Words Without Meaning
Nature has a peculiar way of writing. Our genetic script uses only four letters: A, G, C, and T. Long combinations of these letters make up our genes, which inform the construction of proteins. But the protein-making process is not as straightforward as reading a cooking recipe. Before putting proteins together, DNA gets transcribed into threads of RNA that are chopped and reassembled into smaller pieces.
During the chopping, the non-coding stretches — the junk — are discarded, meaning they never even get used to make proteins. Why nature carries so much seemingly unnecessary material in its guidebook is a question that researchers continue to ponder. The most logical explanation is that this “junk DNA” might not be so useless after all.
Functions for the Useless
Nearly a decade after the completion of the Human Genome Project, which gave us the first full read of our genetic script at the start of the century, a team of over 400 scientists released what they called the Encyclopedia of DNA Elements, or ENCODE for short. The international collaboration explored the function of every letter in the genome. The results of the massive undertaking called for a reassessment of junk DNA. Though less than two percent of the genome makes proteins, around 80 percent carries out some sort of function.

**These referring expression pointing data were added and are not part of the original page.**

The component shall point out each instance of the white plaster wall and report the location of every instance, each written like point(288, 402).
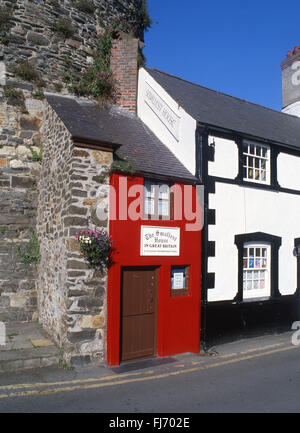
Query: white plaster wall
point(288, 168)
point(184, 147)
point(226, 162)
point(246, 210)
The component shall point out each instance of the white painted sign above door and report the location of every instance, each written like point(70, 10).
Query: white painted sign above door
point(160, 241)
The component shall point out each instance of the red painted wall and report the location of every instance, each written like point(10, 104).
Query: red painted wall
point(178, 327)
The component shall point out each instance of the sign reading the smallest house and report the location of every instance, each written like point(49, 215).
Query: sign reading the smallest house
point(160, 241)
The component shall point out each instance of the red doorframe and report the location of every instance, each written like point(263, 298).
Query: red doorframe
point(178, 318)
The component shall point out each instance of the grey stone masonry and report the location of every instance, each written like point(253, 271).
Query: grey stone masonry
point(50, 34)
point(72, 197)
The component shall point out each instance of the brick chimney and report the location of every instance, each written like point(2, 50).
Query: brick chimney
point(123, 64)
point(291, 82)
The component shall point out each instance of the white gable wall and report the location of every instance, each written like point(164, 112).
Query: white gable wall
point(155, 106)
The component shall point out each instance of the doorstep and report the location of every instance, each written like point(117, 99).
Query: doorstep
point(27, 346)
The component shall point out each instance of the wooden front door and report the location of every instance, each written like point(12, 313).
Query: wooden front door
point(138, 313)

What fell into ENCODE’s definition of functionality was pretty broad, however. Any “biochemical activity” was fair game — getting transcribed into RNA, even if chopped later in the process, qualified sequences as functional. But many of the “junk” sections do have important roles, including regulating how DNA is transcribed and translated from there into proteins. If protein-coding sequences are the notes of a symphony, then some of the non-coding sequences act like the conductor, influencing the pace and repetitions of the masterpiece.
But not every bit of junk DNA might have a functional use. In a study published in Molecular Biology of the Cell in 2008, scientists cleaned junk DNA from yeast’s genome. For particular genes, they got rid of introns — the sections that get chopped away after DNA transcription. They reported the intron removal had no significant consequences for the cells under laboratory conditions, supporting the notion that they don’t have any function.
But studies published in Nature this year argued otherwise. When food is scarce, researchers found these sequences are essential for yeast survival. The usefulness of these introns might depend on the context, these studies argue — still a far cry from being junk.
Useful Junk
Other research advances in the last decade also suggest “junk DNA” might just be misunderstood genetic material. Scientists have now linked various non-coding sequences to various biological processes and even human diseases. For instance, researchers believe these sequences are behind the development of the uterus and also of our opposable thumbs. A study published in Annals of Oncology last year showed that a non-coding DNA segment acts like a volume knob for gene expression, ultimately influencing the development of breast and prostate cancer. And a study in Nature Genetics this year found mutations outside of gene-coding regions can cause autism.
Exploring the role of non-coding sequences is now an area of intense research. Increasing evidence suggests these noncoding sequences might help cancer defeat treatment, and experts now see them as promising tools for cancer diagnosis.
Despite the number of functions now ascribed to junk DNA, some researchers still believe most of the genetic code is useless. Dan Graur, an evolutionary biologist at the University of Houston, thinks at least 75 percent of it has no function.
To come up with the number, Graur used mathematical modeling to determine how much DNA could possibly be useful. He considered the frequency of deleterious mutations — harmful changes or breaks to the double helix — our genome acquires over time, along with fertility rates. Because those mutations can be lethal, Graur estimates in a 2017 paper in Genome Biology and Evolution that no more than a quarter of our genetic code can be functional — any more and we would accumulate deadly mutations at an unsustainable rate.
Questions and much debate remain around junk DNA. If Graur is right, a vast portion of it might just be scratch pages that protect the useful stuff from mutations. But that’s not so shabby for a junky material, is it?